No worries, Stan. Thanks for clarifying. I’ll take part of the blame for inferring things wrong. And all of the blame for not understanding :)
Although you don’t gree, I think she’s right about like! It annoys me greatly, both as a filler (Australians do that a lot) or as a subsitute for as or as if, which most young New Zealanders and Americans seem to have never heard of!
And that would appear to be the point of the book — to give aid and comfort to people who like to complain about other people’s use of their own language. Again, I am surprised this is something Stan approves of.
Like has been used in place of ‘as’ or ‘as if’ since Chaucer, though today, as the American Heritage Dictionary notes, the usage has ‘a somewhat informal or conversational flavor’. Jespersen reported it in the prose of Keats, Emily Brontë, Thackeray, George Eliot, Dickens, Kipling, Shaw, and others.
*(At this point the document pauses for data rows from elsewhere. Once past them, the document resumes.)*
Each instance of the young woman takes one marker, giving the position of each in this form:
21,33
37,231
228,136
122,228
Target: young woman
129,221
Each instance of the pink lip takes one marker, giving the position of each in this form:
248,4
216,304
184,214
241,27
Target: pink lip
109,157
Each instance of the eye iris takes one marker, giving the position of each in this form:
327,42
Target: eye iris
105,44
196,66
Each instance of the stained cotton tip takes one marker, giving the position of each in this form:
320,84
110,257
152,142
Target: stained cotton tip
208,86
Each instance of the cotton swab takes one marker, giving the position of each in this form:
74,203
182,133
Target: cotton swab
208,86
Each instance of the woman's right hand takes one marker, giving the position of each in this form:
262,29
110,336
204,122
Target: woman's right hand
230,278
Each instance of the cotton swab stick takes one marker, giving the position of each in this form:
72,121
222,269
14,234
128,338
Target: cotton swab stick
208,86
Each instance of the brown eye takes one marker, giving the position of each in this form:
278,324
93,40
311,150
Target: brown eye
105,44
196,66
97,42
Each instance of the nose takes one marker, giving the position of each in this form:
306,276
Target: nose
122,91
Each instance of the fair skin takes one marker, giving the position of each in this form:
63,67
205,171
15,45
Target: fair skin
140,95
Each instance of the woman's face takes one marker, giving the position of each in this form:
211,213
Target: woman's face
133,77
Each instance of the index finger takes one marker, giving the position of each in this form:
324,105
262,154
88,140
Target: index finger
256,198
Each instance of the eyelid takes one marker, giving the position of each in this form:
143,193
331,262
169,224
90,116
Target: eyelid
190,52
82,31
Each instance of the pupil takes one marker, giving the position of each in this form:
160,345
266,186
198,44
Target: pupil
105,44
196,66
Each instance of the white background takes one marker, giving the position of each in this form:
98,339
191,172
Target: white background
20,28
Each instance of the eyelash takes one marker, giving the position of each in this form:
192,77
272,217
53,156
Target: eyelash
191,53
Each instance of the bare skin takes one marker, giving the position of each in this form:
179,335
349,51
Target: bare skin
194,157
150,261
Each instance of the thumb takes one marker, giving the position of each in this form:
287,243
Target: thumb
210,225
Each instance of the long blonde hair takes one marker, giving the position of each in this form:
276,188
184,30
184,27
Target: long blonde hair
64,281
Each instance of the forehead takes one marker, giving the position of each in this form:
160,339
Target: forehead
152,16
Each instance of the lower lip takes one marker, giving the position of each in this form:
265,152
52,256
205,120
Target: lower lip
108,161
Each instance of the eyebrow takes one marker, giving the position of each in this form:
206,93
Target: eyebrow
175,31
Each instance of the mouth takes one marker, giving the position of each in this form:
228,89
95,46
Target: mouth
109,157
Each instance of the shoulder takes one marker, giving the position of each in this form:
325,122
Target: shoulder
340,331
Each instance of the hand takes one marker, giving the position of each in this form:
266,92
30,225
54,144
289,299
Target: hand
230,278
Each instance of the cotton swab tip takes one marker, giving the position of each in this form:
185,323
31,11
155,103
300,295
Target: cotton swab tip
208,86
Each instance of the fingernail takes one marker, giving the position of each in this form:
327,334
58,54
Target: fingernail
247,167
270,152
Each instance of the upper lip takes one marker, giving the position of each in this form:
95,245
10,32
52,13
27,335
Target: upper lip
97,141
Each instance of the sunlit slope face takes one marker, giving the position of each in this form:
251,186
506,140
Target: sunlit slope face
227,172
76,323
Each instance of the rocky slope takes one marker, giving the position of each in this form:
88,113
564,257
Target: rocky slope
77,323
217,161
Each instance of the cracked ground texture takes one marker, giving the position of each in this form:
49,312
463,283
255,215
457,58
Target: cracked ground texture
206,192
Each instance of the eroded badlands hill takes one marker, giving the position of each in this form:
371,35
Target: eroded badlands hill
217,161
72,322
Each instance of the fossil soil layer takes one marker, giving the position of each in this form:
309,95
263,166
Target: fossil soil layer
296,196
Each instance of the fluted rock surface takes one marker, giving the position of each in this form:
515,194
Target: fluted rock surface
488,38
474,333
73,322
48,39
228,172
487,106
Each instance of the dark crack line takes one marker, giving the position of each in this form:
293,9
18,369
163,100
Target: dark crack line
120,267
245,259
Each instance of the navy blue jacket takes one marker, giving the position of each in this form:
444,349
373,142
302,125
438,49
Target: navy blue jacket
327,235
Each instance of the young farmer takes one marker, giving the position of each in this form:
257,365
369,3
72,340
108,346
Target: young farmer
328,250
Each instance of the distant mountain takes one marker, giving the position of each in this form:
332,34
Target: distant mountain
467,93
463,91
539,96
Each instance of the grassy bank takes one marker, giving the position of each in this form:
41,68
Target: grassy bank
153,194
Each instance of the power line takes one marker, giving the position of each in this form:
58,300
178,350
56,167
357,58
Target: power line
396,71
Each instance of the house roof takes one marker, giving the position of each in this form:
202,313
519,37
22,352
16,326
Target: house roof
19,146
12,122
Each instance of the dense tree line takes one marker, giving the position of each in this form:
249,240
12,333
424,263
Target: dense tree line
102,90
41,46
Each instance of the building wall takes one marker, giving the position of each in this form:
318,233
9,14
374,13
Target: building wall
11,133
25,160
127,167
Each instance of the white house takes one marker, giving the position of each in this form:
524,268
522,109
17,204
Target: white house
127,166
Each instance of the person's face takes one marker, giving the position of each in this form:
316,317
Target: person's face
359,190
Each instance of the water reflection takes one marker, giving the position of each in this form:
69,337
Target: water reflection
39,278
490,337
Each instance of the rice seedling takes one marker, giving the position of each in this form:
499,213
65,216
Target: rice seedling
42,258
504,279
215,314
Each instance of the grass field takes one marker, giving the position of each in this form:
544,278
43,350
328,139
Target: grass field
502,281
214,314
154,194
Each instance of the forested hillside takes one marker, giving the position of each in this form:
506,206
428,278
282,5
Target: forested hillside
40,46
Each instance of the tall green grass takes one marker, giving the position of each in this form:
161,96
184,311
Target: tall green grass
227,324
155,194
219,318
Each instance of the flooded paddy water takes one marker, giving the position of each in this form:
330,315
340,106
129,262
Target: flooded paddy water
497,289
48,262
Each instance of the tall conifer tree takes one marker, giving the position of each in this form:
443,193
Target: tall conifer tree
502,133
In a previous post about like as a conjunction (and as as a related hypercorrection), I wrote that it ‘grew in popularity in the 19th–20thC, after a period of relatively low use, and this probably fuelled the backlash’ – which unfortunately continues today. There’s really nothing wrong with it.
My problem with it is that it’s ubiquitous and here in New Zealand has completely replaced as, giving rise to some very odd constructions! “The same dress like she was wearing” which sounds like some kind of pidgin to me but was said by an ‘educated’ upper-class lady about a cocktail party!
Of course I know language evolves, I work in the area, however when it evolves in the direction of ambiguity and confuses my students, I tend to put much less stock in American dictionaries and American dialect than I do in practicality.